Not exactly. WB_SYNC_NONE currently means "best effort writeback"
which means if we are going to block on a lock, it's ok to abort
writeback as we can try again later. For writeback, WB_SYNC_ALL
means "write everything that is dirty" and means we must block
waiting for locks to do the required writeback. So there's WB_WRITE
and WB_WRITE_SYNC behaviours at minimum.
Also, we don't currently have a WB_SYNC_BEFORE use case, so I'm not
sure we want to add code for something nobody currently uses. We can
add that later if anyone ever needs it to be implemented....
> Sounds fairly sensible and straightforward to me. Much more
> self-explanatory than the current "WB_SYNC_NONE/ALL" distinction,
> methinks (well, you'd still have to explain what the point of
> BEFORE/AFTER is, and how it interacts with starting writeout, but
> especially since we already have that concept for file_sync_range(), I
> think that's not too bad).
Yeah, it makes sense from a a high level perspective, but we've also
got to handle inode metadata writeback as well (which can be done
separately to data writeback via sync_inode_metadata()) and that
means we probably need WB_WRITE_META flags as well.

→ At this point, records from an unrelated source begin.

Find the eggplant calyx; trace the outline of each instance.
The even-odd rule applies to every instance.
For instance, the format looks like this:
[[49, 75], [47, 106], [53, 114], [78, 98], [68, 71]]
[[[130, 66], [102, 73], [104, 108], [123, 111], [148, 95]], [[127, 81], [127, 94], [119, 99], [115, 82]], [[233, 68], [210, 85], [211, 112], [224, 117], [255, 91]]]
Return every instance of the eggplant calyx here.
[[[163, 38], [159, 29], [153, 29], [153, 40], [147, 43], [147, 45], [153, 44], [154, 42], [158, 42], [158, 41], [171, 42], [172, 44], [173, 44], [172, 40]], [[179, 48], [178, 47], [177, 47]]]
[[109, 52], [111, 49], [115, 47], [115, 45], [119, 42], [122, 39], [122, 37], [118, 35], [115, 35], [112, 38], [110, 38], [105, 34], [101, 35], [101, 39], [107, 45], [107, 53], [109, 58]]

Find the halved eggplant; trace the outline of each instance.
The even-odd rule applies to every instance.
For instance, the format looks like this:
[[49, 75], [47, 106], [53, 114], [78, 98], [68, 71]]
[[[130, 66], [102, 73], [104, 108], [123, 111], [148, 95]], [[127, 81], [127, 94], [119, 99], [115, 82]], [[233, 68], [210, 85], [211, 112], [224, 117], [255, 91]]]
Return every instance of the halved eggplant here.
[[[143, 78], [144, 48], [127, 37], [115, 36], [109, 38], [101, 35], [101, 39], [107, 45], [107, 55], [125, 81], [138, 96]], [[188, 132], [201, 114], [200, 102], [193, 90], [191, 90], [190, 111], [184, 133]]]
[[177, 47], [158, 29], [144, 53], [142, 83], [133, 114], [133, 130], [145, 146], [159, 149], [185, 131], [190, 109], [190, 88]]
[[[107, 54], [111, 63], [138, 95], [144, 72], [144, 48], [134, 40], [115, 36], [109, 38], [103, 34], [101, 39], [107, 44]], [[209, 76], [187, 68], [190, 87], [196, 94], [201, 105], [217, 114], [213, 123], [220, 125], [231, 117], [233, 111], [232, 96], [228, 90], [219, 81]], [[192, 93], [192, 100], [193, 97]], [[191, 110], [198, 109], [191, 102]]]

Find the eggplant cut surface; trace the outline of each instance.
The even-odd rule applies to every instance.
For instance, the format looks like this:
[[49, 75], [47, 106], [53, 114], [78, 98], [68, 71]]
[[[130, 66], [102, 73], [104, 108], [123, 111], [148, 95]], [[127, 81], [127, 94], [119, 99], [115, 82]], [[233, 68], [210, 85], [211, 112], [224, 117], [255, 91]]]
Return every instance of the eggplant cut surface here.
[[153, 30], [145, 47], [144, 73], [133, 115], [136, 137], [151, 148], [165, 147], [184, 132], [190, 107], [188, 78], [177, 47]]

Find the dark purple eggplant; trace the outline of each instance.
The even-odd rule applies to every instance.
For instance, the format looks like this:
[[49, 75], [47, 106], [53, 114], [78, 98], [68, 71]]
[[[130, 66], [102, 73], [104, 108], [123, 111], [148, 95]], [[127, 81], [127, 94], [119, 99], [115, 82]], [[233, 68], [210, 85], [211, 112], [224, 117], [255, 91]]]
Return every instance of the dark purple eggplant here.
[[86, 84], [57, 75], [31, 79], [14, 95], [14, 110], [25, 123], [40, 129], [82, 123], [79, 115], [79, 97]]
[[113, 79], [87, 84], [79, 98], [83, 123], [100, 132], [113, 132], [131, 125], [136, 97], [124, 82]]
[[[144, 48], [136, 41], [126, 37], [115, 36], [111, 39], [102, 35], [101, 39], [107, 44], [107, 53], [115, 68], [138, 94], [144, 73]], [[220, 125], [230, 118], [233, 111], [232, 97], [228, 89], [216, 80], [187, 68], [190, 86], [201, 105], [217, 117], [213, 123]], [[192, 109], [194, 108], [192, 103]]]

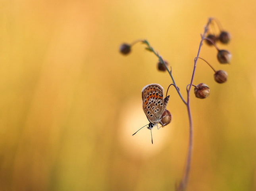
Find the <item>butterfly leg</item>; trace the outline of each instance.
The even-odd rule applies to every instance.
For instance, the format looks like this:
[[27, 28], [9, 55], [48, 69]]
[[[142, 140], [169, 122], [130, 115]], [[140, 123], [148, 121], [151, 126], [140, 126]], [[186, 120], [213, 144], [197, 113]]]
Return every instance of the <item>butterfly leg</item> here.
[[[161, 125], [162, 125], [162, 125], [162, 125], [162, 122], [161, 121], [160, 121], [160, 123], [161, 123]], [[157, 127], [157, 129], [159, 129], [160, 128], [161, 128], [161, 127], [162, 127], [162, 126], [161, 126], [161, 127], [158, 127], [158, 124], [156, 124], [156, 127]]]

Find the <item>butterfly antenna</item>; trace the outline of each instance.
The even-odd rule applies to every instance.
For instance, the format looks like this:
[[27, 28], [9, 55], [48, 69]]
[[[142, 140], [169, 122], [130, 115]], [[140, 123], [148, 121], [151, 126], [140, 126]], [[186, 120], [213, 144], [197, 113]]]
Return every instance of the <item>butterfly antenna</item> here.
[[143, 126], [143, 127], [142, 127], [140, 129], [139, 129], [139, 130], [138, 130], [137, 131], [136, 131], [136, 132], [135, 132], [135, 133], [134, 134], [133, 134], [133, 135], [135, 135], [135, 134], [136, 134], [136, 133], [137, 133], [137, 132], [138, 132], [140, 130], [141, 130], [141, 129], [142, 129], [142, 128], [143, 127], [144, 127], [145, 126], [146, 126], [147, 125], [148, 125], [148, 124], [147, 124], [146, 125], [145, 125], [145, 126]]

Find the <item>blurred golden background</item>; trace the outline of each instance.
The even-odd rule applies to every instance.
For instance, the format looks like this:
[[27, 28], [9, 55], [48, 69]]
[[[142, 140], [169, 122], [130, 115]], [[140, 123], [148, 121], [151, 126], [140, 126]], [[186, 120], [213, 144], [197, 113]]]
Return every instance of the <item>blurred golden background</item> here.
[[167, 90], [167, 73], [138, 44], [147, 39], [172, 67], [186, 97], [210, 17], [232, 38], [217, 84], [198, 61], [191, 94], [194, 145], [187, 191], [256, 190], [256, 1], [10, 0], [0, 2], [0, 190], [173, 190], [187, 151], [185, 105], [174, 88], [171, 123], [150, 131], [141, 91]]

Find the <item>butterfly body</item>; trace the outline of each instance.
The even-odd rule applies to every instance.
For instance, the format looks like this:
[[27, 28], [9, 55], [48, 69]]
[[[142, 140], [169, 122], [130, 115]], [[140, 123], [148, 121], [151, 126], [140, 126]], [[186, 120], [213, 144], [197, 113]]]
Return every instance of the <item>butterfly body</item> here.
[[164, 88], [157, 84], [146, 86], [141, 93], [142, 109], [150, 122], [148, 128], [151, 130], [158, 123], [163, 125], [161, 120], [166, 108], [169, 96], [163, 99]]

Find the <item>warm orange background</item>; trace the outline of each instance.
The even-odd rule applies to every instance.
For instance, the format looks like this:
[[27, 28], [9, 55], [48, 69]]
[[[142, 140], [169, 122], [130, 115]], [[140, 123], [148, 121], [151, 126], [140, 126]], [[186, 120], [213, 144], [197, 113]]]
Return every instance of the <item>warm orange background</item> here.
[[154, 143], [141, 90], [171, 81], [185, 97], [200, 34], [214, 16], [230, 32], [230, 65], [213, 47], [200, 56], [229, 74], [216, 83], [199, 61], [191, 93], [194, 145], [188, 191], [256, 190], [256, 1], [6, 0], [0, 2], [0, 190], [173, 190], [187, 155], [186, 107], [173, 88], [171, 123]]

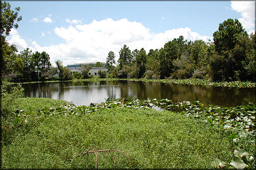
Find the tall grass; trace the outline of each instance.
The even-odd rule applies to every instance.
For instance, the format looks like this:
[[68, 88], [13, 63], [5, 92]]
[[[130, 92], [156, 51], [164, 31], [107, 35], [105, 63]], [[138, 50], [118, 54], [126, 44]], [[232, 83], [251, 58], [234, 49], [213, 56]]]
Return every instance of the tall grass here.
[[213, 168], [214, 158], [231, 160], [227, 136], [220, 127], [167, 111], [112, 108], [48, 116], [3, 146], [2, 168], [95, 168], [95, 154], [74, 156], [109, 148], [129, 158], [103, 152], [98, 168]]

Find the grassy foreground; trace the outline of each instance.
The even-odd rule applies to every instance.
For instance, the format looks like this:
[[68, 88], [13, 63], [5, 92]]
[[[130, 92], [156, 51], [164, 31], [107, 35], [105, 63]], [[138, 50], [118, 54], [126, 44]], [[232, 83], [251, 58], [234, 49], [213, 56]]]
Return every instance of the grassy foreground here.
[[[1, 119], [2, 169], [205, 169], [231, 162], [244, 168], [236, 152], [249, 168], [255, 167], [255, 160], [244, 159], [244, 150], [255, 153], [253, 139], [240, 138], [239, 150], [230, 132], [203, 118], [153, 109], [96, 109], [94, 105], [96, 111], [69, 114], [83, 107], [65, 104], [44, 98], [17, 99], [16, 113]], [[113, 148], [123, 152], [95, 152]]]
[[17, 107], [24, 109], [27, 125], [20, 126], [3, 146], [1, 168], [95, 168], [95, 154], [74, 157], [110, 148], [129, 158], [118, 152], [99, 153], [97, 168], [214, 168], [214, 159], [231, 159], [231, 143], [225, 132], [201, 119], [133, 108], [42, 118], [38, 114], [42, 107], [64, 101], [35, 98], [18, 101]]

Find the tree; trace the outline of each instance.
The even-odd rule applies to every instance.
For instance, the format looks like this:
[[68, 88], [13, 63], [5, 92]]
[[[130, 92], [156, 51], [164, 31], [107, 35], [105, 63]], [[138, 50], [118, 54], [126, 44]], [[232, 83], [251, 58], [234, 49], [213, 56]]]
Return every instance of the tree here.
[[89, 78], [89, 76], [88, 73], [89, 72], [90, 69], [91, 69], [91, 66], [89, 66], [87, 65], [84, 65], [82, 66], [83, 69], [82, 70], [82, 78]]
[[61, 80], [69, 80], [72, 79], [71, 71], [69, 69], [64, 67], [61, 61], [57, 61], [56, 65], [59, 71], [59, 77]]
[[8, 36], [11, 29], [14, 27], [17, 29], [18, 25], [16, 21], [22, 20], [22, 16], [18, 17], [18, 12], [20, 7], [16, 7], [14, 10], [11, 10], [11, 5], [7, 2], [1, 2], [1, 35]]
[[97, 62], [96, 62], [96, 64], [94, 65], [94, 67], [103, 67], [103, 65], [99, 61], [97, 61]]
[[141, 78], [143, 77], [146, 72], [146, 53], [145, 50], [142, 48], [135, 59], [135, 65], [138, 73], [138, 78]]
[[[21, 16], [18, 17], [18, 12], [20, 7], [16, 7], [14, 10], [11, 10], [11, 6], [9, 3], [1, 1], [1, 20], [0, 20], [0, 67], [1, 67], [1, 77], [13, 73], [14, 71], [12, 67], [14, 65], [17, 66], [20, 65], [20, 58], [16, 58], [18, 56], [14, 55], [15, 49], [10, 47], [9, 44], [5, 40], [5, 36], [10, 35], [11, 29], [14, 27], [18, 28], [18, 25], [16, 21], [20, 21]], [[15, 22], [15, 23], [14, 23]], [[16, 63], [16, 64], [14, 64]], [[17, 69], [17, 68], [16, 68]]]
[[169, 77], [171, 73], [174, 72], [173, 61], [179, 58], [180, 44], [174, 39], [170, 41], [164, 45], [163, 48], [161, 48], [159, 52], [159, 58], [160, 64], [160, 78], [164, 78]]
[[131, 52], [132, 62], [135, 61], [138, 54], [139, 54], [139, 52], [140, 51], [138, 49], [135, 49], [133, 51], [132, 51]]
[[227, 52], [234, 49], [240, 35], [248, 36], [238, 19], [225, 20], [219, 24], [218, 31], [213, 33], [216, 51], [220, 55], [227, 54]]
[[35, 66], [37, 67], [37, 80], [39, 80], [39, 67], [41, 67], [41, 54], [36, 51], [32, 56], [33, 61], [35, 63]]
[[[149, 50], [147, 56], [146, 70], [153, 71], [153, 75], [156, 77], [159, 75], [159, 61], [157, 58], [158, 50]], [[150, 73], [150, 71], [148, 71]]]
[[23, 71], [25, 75], [30, 75], [30, 65], [31, 63], [32, 50], [29, 50], [29, 48], [27, 48], [27, 49], [20, 52], [20, 56], [25, 65]]
[[[222, 80], [218, 81], [239, 80], [244, 72], [242, 63], [245, 60], [245, 43], [240, 44], [242, 39], [248, 38], [248, 34], [242, 28], [238, 20], [227, 19], [219, 26], [218, 31], [213, 33], [215, 51], [218, 55], [214, 55], [212, 60], [212, 66], [222, 63]], [[217, 57], [219, 58], [217, 58]], [[212, 65], [213, 64], [213, 65]], [[212, 67], [212, 71], [215, 67]]]
[[40, 55], [40, 71], [42, 77], [46, 76], [47, 70], [51, 67], [50, 62], [50, 56], [46, 52], [42, 52]]
[[118, 63], [119, 63], [120, 69], [123, 69], [124, 65], [129, 65], [131, 64], [132, 57], [131, 55], [131, 50], [129, 47], [125, 44], [119, 51], [119, 59]]
[[116, 61], [114, 60], [115, 57], [116, 56], [114, 55], [114, 52], [110, 51], [110, 52], [108, 52], [107, 61], [106, 61], [105, 65], [108, 71], [111, 71], [112, 72], [113, 71], [113, 64], [116, 63]]

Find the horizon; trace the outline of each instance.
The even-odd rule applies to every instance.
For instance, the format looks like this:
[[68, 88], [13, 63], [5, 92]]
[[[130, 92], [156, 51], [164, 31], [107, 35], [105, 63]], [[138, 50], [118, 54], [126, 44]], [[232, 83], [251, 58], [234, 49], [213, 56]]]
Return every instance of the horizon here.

I suspect that we will also need to have filesystems set their
default behaviour flags on the superblock as well so that we can
make things like filemap_fdatawrite() and friends do exactly the
right thing for each filesystem without having callers need to pass
in flags. e.g. XFS doesn't require any data waiting or inode
metadata writeback, while ext2 requires inode metadata writeback
after data writeback dispatch and NFS needs WB_SYNC_AFTER behaviour
before inode metadata writeback....
Cheers,
Dave.
--
Dave Chinner
[email protected]
On Wed, 3 Jul 2013 14:49:01 +1000 Dave Chinner <[email protected]> wrote:
> On Tue, Jul 02, 2013 at 08:28:42PM -0700, Linus Torvalds wrote:
> > On Tue, Jul 2, 2013 at 8:07 PM, Dave Chinner <[email protected]> wrote:
> > >>
> > >> Then that test would become
> > >>
> > >> if (wbc->sync_mode == WB_SYNC_SINGLE) {
> > >>
> > >> instead, and now "sync_mode" would actually describe what mode of
> > >> syncing the caller wants, without that hacky special "we know what the
> > >> caller _really_ meant by looking at *which* caller it is".
> > >
> > > The problem is that all the code that currently looks for
> > > WB_SYNC_ALL for it's behavioural cue during writeback now has
> > > multiple different modes they have to handle. IOWs, it's not a
> > > straight forward conversion process. WB_SYNC_ALL reaches right down
> > > into filesystem ->writepages implementations and they all need to be
> > > changed if we make up a new sync_mode behaviour.
> >
> > I have to admit that I absolutely detest our current "sync_mode" to
> > begin with, so I'd personally be happy to see some major surgery in
> > this area.
Forgive me, I was young.
>
> > WB_SYNC_NONE semantics would presumably be "just
> > start writeout" (so it would become WB_SYNC_WRITE), while WB_SYNC_ALL
> > would become (WB_SYNC_BEFORE | WB_SYNC_WRITE | WB_SYNC_AFTER), but
> > then the "for_sync" case would remove WB_SYNC_AFTER, because it does
> > its own waiting after.
>
> Not exactly. WB_SYNC_NONE currently means "best effort writeback"
Yup. WB_SYNC_NONE means "this is for memory cleaning" and WB_SYNC_ALL
means "this is for data integrity". They're two quite different
concepts whose implementations share a ton of code.
That being said, yes, sync_mode is pretty dorky and switching to a set
of very carefully defined flags makes sense.